Deu hoje no caderno "Dinheiro" da Folha.
Uma conspiração da grande imprensa
JOSÉ ALEXANDRE SCHEINKMAN
Estudo estima que a cobertura nos jornais dos EUA reflita mais a demanda do leitor que a identidade dos proprietários
UM MARCIANO cuja única fonte de informação fossem os comentaristas da Fox News, o canal de TV a cabo de Rupert Murdoch nos Estados Unidos, concluiria que: 1) as armas de destruição maciça de Saddam Hussein estão escondidas na Síria; 2) a ocupação do Iraque pela coalizão é um sucesso incontroverso; e 3) a única razão pela qual a grande maioria do povo americano está decepcionada com a guerra contra o terror (para a Fox, não parece haver guerra no Iraque) é a cobertura negativa feita pela imprensa liberal -leia-se à esquerda de Murdoch- movida por preconceito contra George W. Bush.
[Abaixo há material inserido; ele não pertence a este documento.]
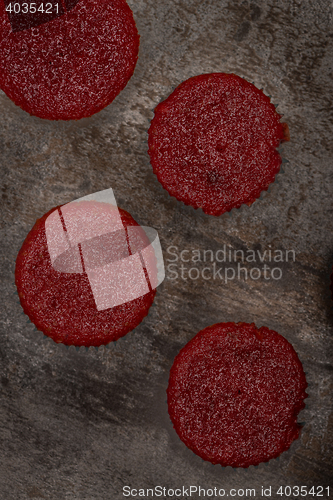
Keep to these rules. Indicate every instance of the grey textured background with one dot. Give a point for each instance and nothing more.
(81, 425)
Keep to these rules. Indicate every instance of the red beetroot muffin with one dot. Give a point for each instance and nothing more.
(212, 142)
(234, 394)
(67, 65)
(62, 305)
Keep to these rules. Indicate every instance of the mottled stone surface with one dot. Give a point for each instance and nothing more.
(81, 425)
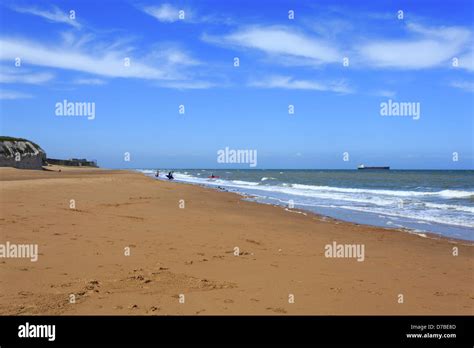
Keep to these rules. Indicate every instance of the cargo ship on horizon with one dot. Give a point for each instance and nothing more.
(363, 167)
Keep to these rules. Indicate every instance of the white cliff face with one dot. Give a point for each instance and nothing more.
(21, 154)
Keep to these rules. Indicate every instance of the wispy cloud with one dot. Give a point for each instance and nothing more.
(11, 95)
(384, 93)
(18, 76)
(280, 41)
(188, 84)
(55, 15)
(102, 62)
(95, 82)
(425, 48)
(464, 85)
(287, 82)
(166, 13)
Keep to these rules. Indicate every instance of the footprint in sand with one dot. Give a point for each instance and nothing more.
(277, 310)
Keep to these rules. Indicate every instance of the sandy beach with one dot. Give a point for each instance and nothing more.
(182, 241)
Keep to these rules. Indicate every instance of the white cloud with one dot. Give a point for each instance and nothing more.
(280, 41)
(287, 82)
(165, 13)
(55, 15)
(466, 61)
(11, 95)
(18, 76)
(384, 93)
(464, 85)
(108, 63)
(96, 82)
(428, 48)
(189, 84)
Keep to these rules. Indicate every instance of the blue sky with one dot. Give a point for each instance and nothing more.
(190, 62)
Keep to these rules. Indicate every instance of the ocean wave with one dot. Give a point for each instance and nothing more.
(443, 193)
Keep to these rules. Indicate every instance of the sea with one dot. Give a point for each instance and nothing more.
(419, 201)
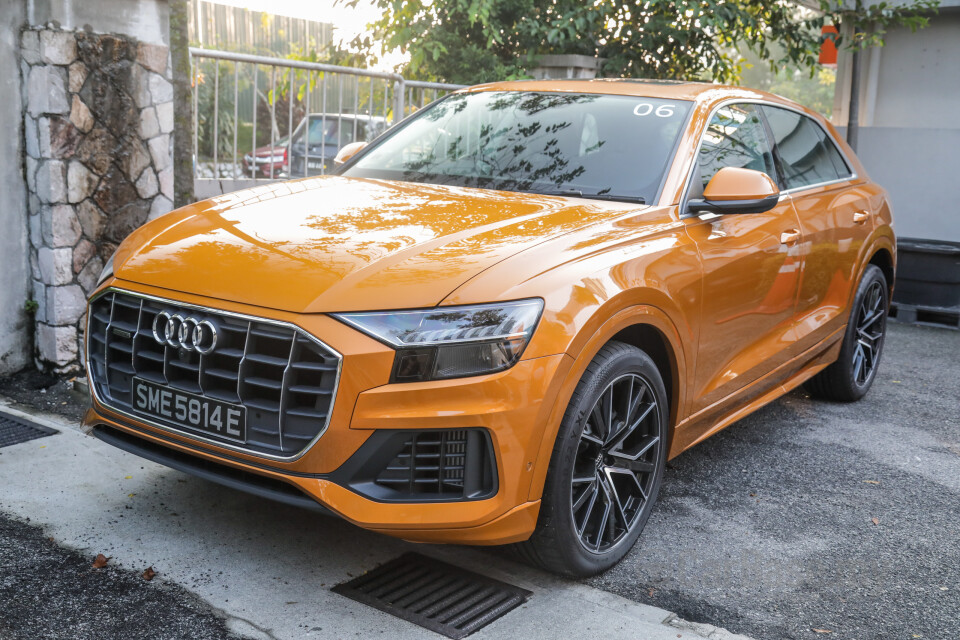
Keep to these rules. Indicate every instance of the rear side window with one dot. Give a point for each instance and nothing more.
(735, 137)
(807, 154)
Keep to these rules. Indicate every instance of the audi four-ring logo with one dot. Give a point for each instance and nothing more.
(187, 333)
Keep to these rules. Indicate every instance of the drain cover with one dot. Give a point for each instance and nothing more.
(14, 432)
(435, 595)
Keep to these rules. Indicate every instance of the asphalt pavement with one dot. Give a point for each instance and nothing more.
(812, 519)
(807, 519)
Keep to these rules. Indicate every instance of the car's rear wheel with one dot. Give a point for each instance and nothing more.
(606, 467)
(850, 377)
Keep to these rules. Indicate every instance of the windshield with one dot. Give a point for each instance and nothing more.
(616, 147)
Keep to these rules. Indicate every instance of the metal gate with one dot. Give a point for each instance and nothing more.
(259, 119)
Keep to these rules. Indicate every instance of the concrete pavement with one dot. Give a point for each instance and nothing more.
(264, 568)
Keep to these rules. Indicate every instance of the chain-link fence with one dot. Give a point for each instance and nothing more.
(263, 119)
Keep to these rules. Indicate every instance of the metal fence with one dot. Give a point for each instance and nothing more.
(260, 119)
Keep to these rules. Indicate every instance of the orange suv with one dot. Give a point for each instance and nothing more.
(502, 317)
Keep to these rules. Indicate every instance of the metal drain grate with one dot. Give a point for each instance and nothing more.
(435, 595)
(13, 431)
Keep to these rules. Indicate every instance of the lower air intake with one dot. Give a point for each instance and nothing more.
(436, 465)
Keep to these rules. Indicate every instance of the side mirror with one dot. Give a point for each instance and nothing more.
(348, 152)
(735, 190)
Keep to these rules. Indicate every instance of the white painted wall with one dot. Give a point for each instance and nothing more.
(14, 265)
(910, 123)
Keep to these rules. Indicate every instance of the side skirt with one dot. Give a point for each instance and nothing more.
(786, 378)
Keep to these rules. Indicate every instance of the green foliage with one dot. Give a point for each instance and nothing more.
(470, 41)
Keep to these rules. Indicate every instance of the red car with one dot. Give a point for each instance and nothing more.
(268, 161)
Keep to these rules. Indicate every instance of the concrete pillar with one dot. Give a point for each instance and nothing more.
(14, 257)
(97, 122)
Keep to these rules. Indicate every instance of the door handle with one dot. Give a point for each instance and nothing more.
(790, 237)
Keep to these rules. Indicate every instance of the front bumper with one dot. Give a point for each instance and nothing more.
(513, 407)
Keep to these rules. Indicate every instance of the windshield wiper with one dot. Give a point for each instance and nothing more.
(576, 193)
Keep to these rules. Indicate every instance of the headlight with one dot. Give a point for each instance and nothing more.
(107, 270)
(452, 342)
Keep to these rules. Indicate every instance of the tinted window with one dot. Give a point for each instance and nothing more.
(614, 146)
(807, 155)
(735, 137)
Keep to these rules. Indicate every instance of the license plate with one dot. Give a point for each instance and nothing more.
(189, 411)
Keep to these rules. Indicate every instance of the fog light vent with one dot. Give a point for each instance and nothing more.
(429, 465)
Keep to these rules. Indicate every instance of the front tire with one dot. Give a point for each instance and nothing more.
(606, 467)
(851, 376)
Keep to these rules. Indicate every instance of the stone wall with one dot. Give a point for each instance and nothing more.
(98, 114)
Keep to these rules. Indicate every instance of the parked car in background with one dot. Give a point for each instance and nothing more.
(497, 322)
(268, 161)
(312, 154)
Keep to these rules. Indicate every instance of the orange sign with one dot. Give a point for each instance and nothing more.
(828, 48)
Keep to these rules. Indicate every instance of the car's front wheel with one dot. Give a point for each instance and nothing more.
(606, 467)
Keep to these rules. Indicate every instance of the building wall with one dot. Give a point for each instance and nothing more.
(14, 268)
(910, 132)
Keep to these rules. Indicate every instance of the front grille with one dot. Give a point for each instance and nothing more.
(284, 377)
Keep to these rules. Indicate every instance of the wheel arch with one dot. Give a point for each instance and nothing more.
(652, 341)
(883, 259)
(643, 326)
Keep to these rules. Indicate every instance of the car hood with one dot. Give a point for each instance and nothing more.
(341, 244)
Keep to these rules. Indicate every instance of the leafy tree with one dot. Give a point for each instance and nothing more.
(470, 41)
(865, 25)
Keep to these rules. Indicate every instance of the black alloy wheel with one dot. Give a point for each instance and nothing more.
(606, 466)
(870, 329)
(851, 376)
(614, 469)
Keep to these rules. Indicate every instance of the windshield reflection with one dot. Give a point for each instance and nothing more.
(579, 145)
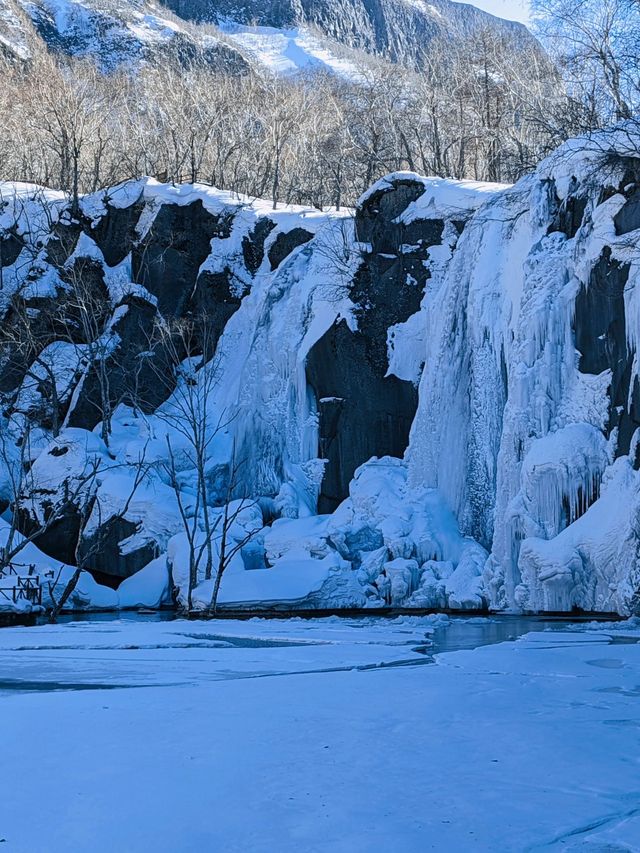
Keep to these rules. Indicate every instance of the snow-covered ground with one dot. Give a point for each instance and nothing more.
(284, 51)
(327, 735)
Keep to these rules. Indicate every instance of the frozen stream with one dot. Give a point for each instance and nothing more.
(315, 736)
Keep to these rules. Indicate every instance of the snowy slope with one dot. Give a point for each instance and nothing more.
(332, 35)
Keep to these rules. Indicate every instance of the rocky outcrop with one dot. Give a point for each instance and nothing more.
(363, 410)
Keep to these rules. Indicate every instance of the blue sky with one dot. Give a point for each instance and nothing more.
(515, 10)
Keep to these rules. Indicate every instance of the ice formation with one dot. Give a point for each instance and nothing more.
(450, 374)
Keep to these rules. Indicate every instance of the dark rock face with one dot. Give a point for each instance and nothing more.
(362, 411)
(104, 558)
(570, 215)
(628, 217)
(129, 377)
(168, 260)
(285, 243)
(253, 244)
(10, 248)
(217, 296)
(600, 330)
(115, 233)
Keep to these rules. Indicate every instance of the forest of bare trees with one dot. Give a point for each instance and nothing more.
(485, 110)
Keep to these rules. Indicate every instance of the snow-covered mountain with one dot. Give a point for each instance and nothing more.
(450, 377)
(283, 37)
(399, 30)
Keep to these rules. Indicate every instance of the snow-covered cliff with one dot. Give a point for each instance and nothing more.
(450, 376)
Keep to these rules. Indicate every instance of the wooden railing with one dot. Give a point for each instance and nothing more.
(26, 588)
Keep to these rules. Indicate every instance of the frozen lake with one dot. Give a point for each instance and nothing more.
(320, 735)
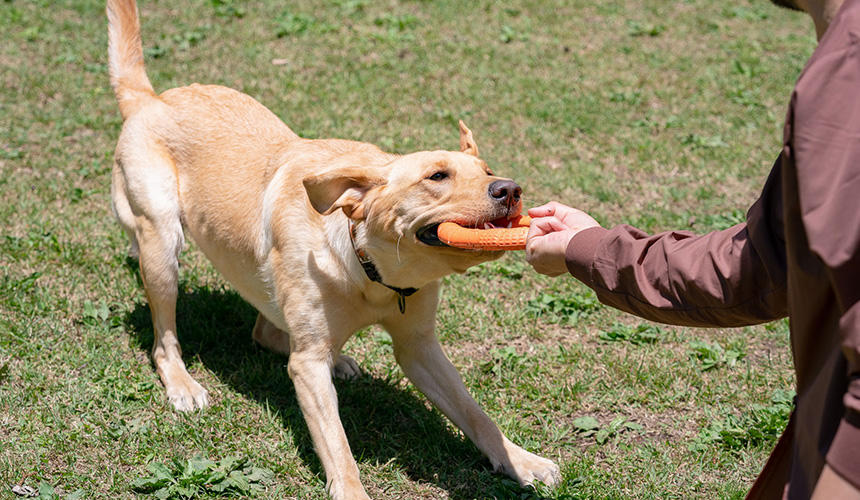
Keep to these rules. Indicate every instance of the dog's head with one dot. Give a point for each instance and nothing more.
(403, 202)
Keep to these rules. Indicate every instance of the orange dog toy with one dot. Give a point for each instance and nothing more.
(496, 238)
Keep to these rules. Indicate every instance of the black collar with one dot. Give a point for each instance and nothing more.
(373, 273)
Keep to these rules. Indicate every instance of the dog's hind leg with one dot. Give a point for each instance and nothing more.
(122, 210)
(150, 188)
(270, 336)
(310, 369)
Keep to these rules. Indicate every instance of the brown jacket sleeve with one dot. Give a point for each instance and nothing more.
(676, 277)
(824, 138)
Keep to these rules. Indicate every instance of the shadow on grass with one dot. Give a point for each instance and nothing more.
(382, 421)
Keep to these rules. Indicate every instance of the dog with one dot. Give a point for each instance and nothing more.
(322, 237)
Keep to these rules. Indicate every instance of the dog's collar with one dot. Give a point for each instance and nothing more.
(373, 273)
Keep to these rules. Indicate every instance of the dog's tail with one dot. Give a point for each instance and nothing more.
(125, 57)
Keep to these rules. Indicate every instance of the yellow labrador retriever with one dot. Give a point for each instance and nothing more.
(323, 237)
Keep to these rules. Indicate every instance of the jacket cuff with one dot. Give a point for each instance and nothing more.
(844, 453)
(580, 252)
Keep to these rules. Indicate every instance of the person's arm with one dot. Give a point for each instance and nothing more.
(824, 141)
(676, 277)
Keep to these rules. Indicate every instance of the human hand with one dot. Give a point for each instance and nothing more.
(552, 227)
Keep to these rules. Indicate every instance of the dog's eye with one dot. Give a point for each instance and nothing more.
(438, 176)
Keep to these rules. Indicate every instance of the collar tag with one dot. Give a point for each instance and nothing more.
(373, 273)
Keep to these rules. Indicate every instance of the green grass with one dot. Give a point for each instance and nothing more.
(665, 115)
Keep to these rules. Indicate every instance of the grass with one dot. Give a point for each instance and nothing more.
(662, 115)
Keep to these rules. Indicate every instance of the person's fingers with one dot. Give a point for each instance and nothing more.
(543, 226)
(544, 210)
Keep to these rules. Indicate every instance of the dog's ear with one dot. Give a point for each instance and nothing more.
(345, 188)
(467, 142)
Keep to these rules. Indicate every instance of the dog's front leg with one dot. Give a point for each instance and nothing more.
(310, 371)
(419, 354)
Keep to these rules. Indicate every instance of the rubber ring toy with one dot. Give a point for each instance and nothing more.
(495, 239)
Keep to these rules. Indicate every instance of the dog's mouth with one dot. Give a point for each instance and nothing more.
(429, 236)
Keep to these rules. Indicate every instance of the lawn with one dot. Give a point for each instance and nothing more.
(665, 115)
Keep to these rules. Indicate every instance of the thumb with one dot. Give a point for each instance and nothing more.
(544, 210)
(545, 225)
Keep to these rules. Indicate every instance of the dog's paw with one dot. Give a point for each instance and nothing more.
(345, 367)
(527, 468)
(187, 396)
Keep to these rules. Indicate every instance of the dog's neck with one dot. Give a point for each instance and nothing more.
(372, 272)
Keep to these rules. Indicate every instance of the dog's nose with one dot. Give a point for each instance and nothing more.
(505, 191)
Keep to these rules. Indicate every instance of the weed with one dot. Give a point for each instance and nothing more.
(713, 355)
(231, 476)
(641, 334)
(509, 34)
(588, 426)
(228, 8)
(567, 309)
(636, 29)
(291, 24)
(757, 427)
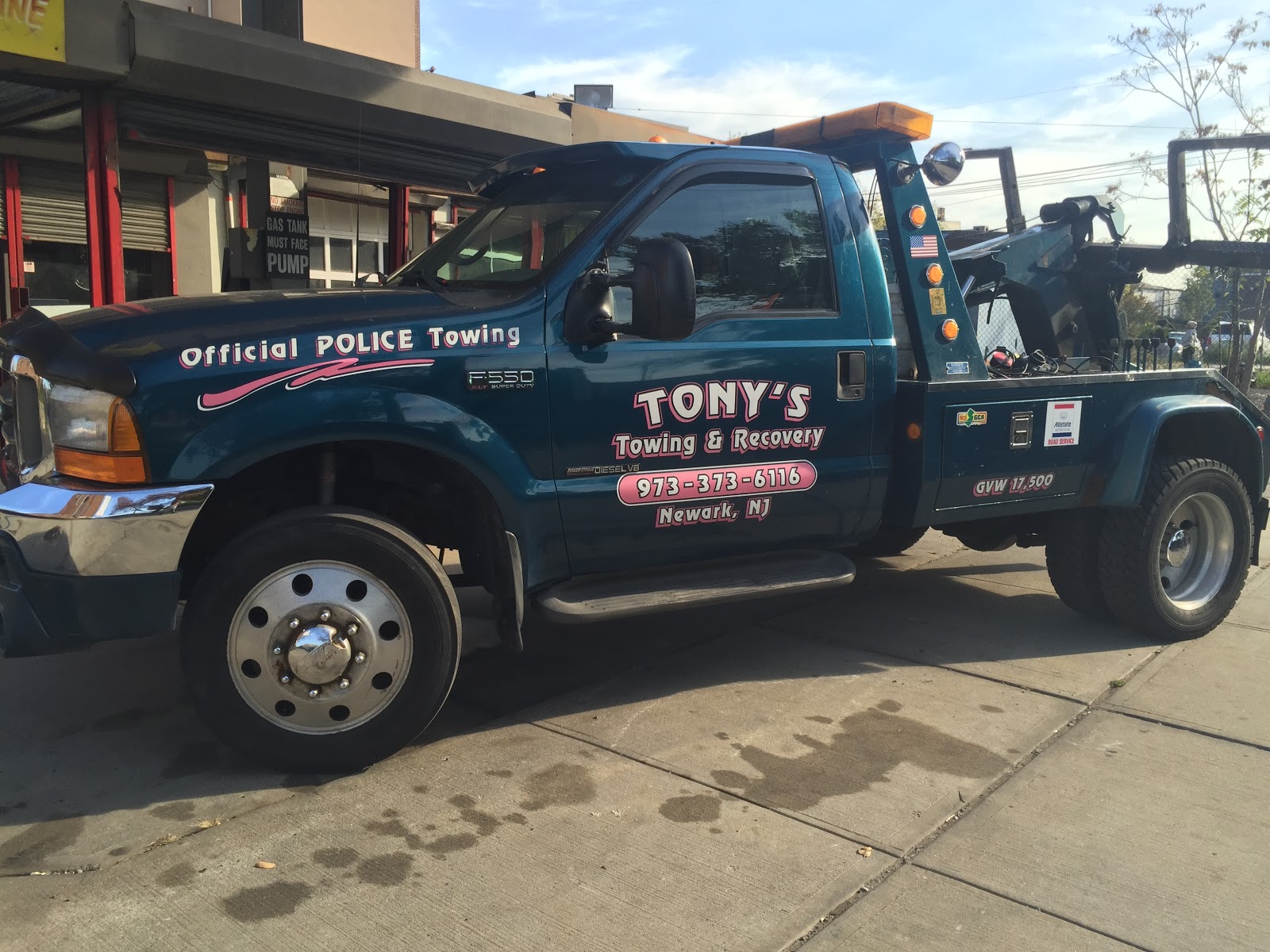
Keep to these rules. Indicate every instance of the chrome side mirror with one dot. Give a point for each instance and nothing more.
(944, 163)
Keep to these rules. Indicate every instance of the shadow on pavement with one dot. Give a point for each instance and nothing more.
(110, 731)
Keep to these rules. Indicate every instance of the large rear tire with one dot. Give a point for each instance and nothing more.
(321, 641)
(1174, 566)
(1072, 562)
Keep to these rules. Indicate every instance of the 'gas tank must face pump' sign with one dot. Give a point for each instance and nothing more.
(285, 239)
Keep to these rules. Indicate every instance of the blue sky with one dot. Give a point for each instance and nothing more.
(1026, 74)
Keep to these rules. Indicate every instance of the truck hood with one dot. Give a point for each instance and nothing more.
(99, 348)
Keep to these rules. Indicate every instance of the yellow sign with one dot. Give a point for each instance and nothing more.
(939, 305)
(33, 29)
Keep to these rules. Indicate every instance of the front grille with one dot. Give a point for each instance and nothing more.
(25, 452)
(31, 438)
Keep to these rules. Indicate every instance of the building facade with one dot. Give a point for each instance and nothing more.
(148, 149)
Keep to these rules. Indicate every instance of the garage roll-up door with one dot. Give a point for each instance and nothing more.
(52, 202)
(52, 206)
(144, 211)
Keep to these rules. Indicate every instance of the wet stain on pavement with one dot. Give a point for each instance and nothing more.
(389, 869)
(867, 748)
(260, 903)
(37, 843)
(484, 823)
(179, 810)
(559, 785)
(336, 857)
(452, 843)
(698, 808)
(178, 875)
(395, 828)
(192, 758)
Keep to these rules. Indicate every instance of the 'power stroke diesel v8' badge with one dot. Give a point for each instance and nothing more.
(499, 380)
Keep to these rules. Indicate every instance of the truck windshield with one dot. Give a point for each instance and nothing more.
(533, 217)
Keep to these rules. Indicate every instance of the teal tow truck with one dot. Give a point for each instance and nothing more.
(641, 378)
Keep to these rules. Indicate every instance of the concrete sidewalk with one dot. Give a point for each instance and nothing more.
(935, 758)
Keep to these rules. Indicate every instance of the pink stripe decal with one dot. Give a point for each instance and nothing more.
(304, 376)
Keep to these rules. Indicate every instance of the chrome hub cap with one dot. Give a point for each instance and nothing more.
(1197, 551)
(319, 654)
(319, 647)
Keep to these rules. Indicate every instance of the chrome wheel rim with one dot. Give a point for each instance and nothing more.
(319, 647)
(1197, 551)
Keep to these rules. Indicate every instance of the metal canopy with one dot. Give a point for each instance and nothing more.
(194, 82)
(201, 83)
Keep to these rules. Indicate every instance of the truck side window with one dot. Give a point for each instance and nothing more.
(757, 244)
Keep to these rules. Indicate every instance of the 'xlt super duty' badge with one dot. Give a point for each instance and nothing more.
(499, 380)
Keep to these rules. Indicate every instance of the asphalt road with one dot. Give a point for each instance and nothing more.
(941, 757)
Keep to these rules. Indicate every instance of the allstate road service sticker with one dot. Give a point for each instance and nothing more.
(1064, 423)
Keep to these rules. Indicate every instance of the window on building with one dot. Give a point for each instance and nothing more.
(757, 244)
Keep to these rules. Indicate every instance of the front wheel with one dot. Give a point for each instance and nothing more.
(1174, 566)
(321, 640)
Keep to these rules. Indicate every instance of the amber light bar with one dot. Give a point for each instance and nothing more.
(876, 121)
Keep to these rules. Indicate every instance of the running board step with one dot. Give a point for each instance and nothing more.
(603, 597)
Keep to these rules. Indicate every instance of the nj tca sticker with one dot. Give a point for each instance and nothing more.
(972, 418)
(1064, 423)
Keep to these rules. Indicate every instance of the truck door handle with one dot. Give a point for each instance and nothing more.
(852, 374)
Felizmente o Brasil não está em guerra, mas os defensores mais radicais do presidente Lula também acreditam que a mídia conservadora (e golpista!) inventou a corrupção do mensalão e o caos aéreo. Assim como os seus colegas americanos, os extremistas brasileiros culpam o noticiário dos jornais, que, ao contrário dos editoriais e colunas de opinião, deveria ser imparcial.
Exageros à parte, não há dúvidas de que a cobertura na imprensa não é sempre neutra. O trabalho "What Drives Media Slant? Evidence from U.S. Daily Newspapers" (http://home.uchicago.edu/~jmshapir/biasmeas111306.pdf), de Matthew Gentzkow e Jesse Shapiro, economistas na Universidade de Chicago, examina como as forças do mercado afetam o conteúdo ideológico da imprensa. Gentzkow e Shapiro começaram construindo uma medida do quanto a linguagem das notícias em um jornal se assemelha àquela de um congressista republicano ou democrata.
No contexto brasileiro, seria medir quantas vezes um órgão da imprensa mencionou expressões associadas à oposição, como "mensalão", em comparação a termos como "golpismo", uma das fórmulas favoritas dos situacionistas. Usando essa medida e uma extensa base de dados sobre os moradores da área de venda de cada órgão de imprensa, assim como informações sobre os donos do jornal, os autores avaliaram o papel da ideologia dos proprietários e o impacto das preferências dos leitores na linguagem escolhida pelos veículos de comunicação. Isso é em geral uma tarefa difícil, mas, usando métodos estatísticos sofisticados, os autores estimam que a cobertura nos jornais americanos reflita muito mais a demanda dos seus leitores do que a identidade dos seus proprietários.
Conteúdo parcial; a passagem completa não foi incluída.